The Trump Administration announces that almost 200,000 immigrants from El Salvador must leave after more than a decade in the US.

Homeland Security officials said they are ending a humanitarian program, Temporary Protected Status, for Salvadorans who have been allowed to live and work in the US since two earthquakes in 2001. The immigrants must leave by September 2019.

In late November, the Administration announced the end of TPS for more than 45,000 Haitians who came to the US after a 2010 earthquake, and it suggested that others in the program, in particular Hondurans, may soon be deported. Nicaraguans lost their protections last year.

Driven by the hard-right views of advisors like Stephen Miller and Donald Trump’s anti-immigrant views — last month it was reported that he said all Haitians “have AIDS” — the Administration has been sharply cutting the number of immigrants allowed into the US, threatened deportations of those already in the country, and ended protections from March for 800,000 young undocumented immigrants, known as Dreamers, unless Congress grants them legal status.

The Department of Homeland Security said yesterday that roads, schools, hospitals, homes, and water systems have been reconstructed so Salvadorans must return: “Based on careful consideration of available information, the Secretary determined that the original conditions caused by the 2001 earthquakes no longer exist. Thus, under the applicable statute, the current TPS designation must be terminated.”

But one of those affected, Veronica Lagunas, said:

We had hope that if we worked hard, paid our taxes and didn’t get in trouble we would be allowed to stay.

There is nothing to go back to in El Salvador/ The infrastructure may be better now, but the country is in no condition to receive us.

Lagunas said she will remain in the United States illegally, risking arrest and deportation, but she will lose her job and her family will be without medical insurance.

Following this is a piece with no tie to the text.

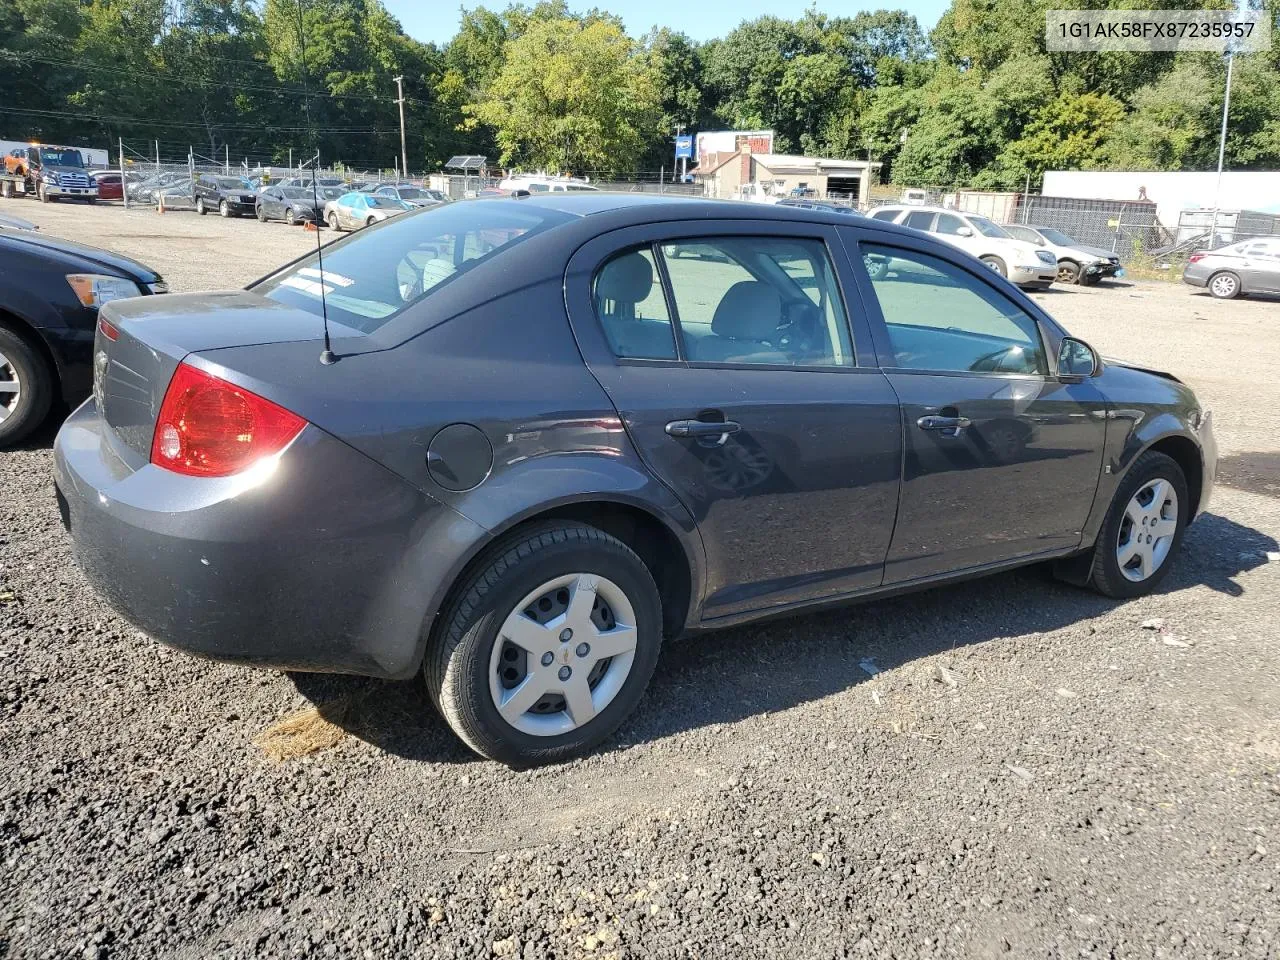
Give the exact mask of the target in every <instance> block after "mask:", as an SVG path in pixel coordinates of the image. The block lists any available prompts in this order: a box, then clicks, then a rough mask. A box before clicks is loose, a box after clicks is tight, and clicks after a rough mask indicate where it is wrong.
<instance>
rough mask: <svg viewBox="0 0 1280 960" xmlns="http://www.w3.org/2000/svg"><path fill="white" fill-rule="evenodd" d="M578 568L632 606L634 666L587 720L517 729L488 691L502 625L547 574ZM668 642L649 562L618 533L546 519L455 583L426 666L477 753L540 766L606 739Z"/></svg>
mask: <svg viewBox="0 0 1280 960" xmlns="http://www.w3.org/2000/svg"><path fill="white" fill-rule="evenodd" d="M572 572H589V573H598V575H599V576H603V577H608V579H609V580H612V581H613V582H614V584H617V585H618V586H620V588H621V589H622V590H623V591H625V593H626V595H627V600H628V602H630V603H631V605H632V609H634V611H635V614H636V630H637V637H636V650H635V660H634V662H632V664H631V672H630V673H628V675H627V677H626V681H625V682H623V685H622V687H621V689H620V690H618V692H617V695H616V696H614V699H613V700H612V701H609V704H608V705H607V707H605V708H604V709H602V710H600V712H599V713H598V714H596V716H595V717H594V718H593V719H590V721H588V722H586V723H585V724H582V726H581V727H579V728H576V730H572V731H570V732H567V733H562V735H558V736H535V735H531V733H526V732H522V731H520V730H516V728H515V727H513V726H511V724H508V723H507V721H504V719H503V718H502V716H500V714H499V713H498V708H497V707H495V705H494V703H493V699H492V696H490V692H489V664H490V655H492V653H493V645H494V643H497V641H498V630H499V628H500V627H502V623H503V621H504V620H506V618H507V616H508V614H509V613H511V612H512V609H513V608H515V605H516V604H517V603H520V600H521V599H522V598H524V596H525V595H526V594H529V593H530V591H531V590H536V589H538V588H539V586H540V585H541V584H545V582H547V581H548V580H550V579H554V577H557V576H561V575H564V573H572ZM660 646H662V600H660V598H659V596H658V588H657V586H655V585H654V582H653V576H652V575H650V573H649V570H648V567H645V564H644V562H643V561H641V559H640V558H639V557H637V556H636V554H635V553H634V552H632V550H631V548H630V547H627V545H626V544H623V543H622V541H620V540H617V539H614V538H613V536H609V535H608V534H605V532H604V531H603V530H598V529H596V527H593V526H586V525H581V524H563V522H548V524H545V525H539V526H535V527H530V529H527V530H522V531H517V532H516V534H515V535H512V536H509V538H508V539H506V540H504V541H503V543H500V544H498V545H497V547H495V548H494V549H493V550H492V552H490V553H489V554H488V558H486V559H485V561H481V566H480V567H479V568H477V570H476V572H475V573H472V575H471V577H470V579H468V580H467V581H466V582H463V584H462V585H461V588H460V589H458V590H456V591H454V594H453V598H452V600H451V602H449V603H448V604H447V607H445V609H444V611H443V616H442V617H440V620H439V621H438V628H436V631H435V632H434V634H433V637H431V641H430V645H429V646H428V650H426V657H425V659H424V663H422V671H424V675H425V677H426V686H428V690H429V691H430V694H431V698H433V699H434V700H435V705H436V707H438V708H439V710H440V713H442V716H443V717H444V719H445V722H448V724H449V726H451V727H452V728H453V731H454V732H456V733H457V735H458V737H461V739H462V741H463V742H465V744H466V745H467V746H470V748H471V749H472V750H475V751H476V753H477V754H480V755H481V756H488V758H489V759H493V760H498V762H499V763H504V764H507V765H509V767H517V768H522V767H535V765H539V764H544V763H559V762H563V760H568V759H571V758H573V756H579V755H581V754H584V753H586V751H589V750H591V749H593V748H594V746H596V745H599V744H600V742H602V741H603V740H605V739H607V737H608V736H609V735H611V733H613V731H614V730H617V727H618V724H621V723H622V721H623V719H626V717H627V716H628V714H630V713H631V712H632V710H634V709H635V707H636V704H637V703H639V701H640V698H641V696H643V695H644V690H645V687H646V686H648V685H649V678H650V677H652V676H653V669H654V667H655V666H657V663H658V652H659V649H660Z"/></svg>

Another Salvadoran, Carlos Jiron, started a small contracting business and now carried out big jobs such as the painting of federal buildings in the Washington area. He said he will have to decide whether to take his children to El Salvador, where he said they will not maximize their potential and will face safety threats; leave them with guardians in the United States; or remain in the country despite the deportation risk.

“We have built a life here,” said Jiron.

Fewer than 100,000 people now remain in the TPS program, signed into law by President George H.W. Bush in 1990.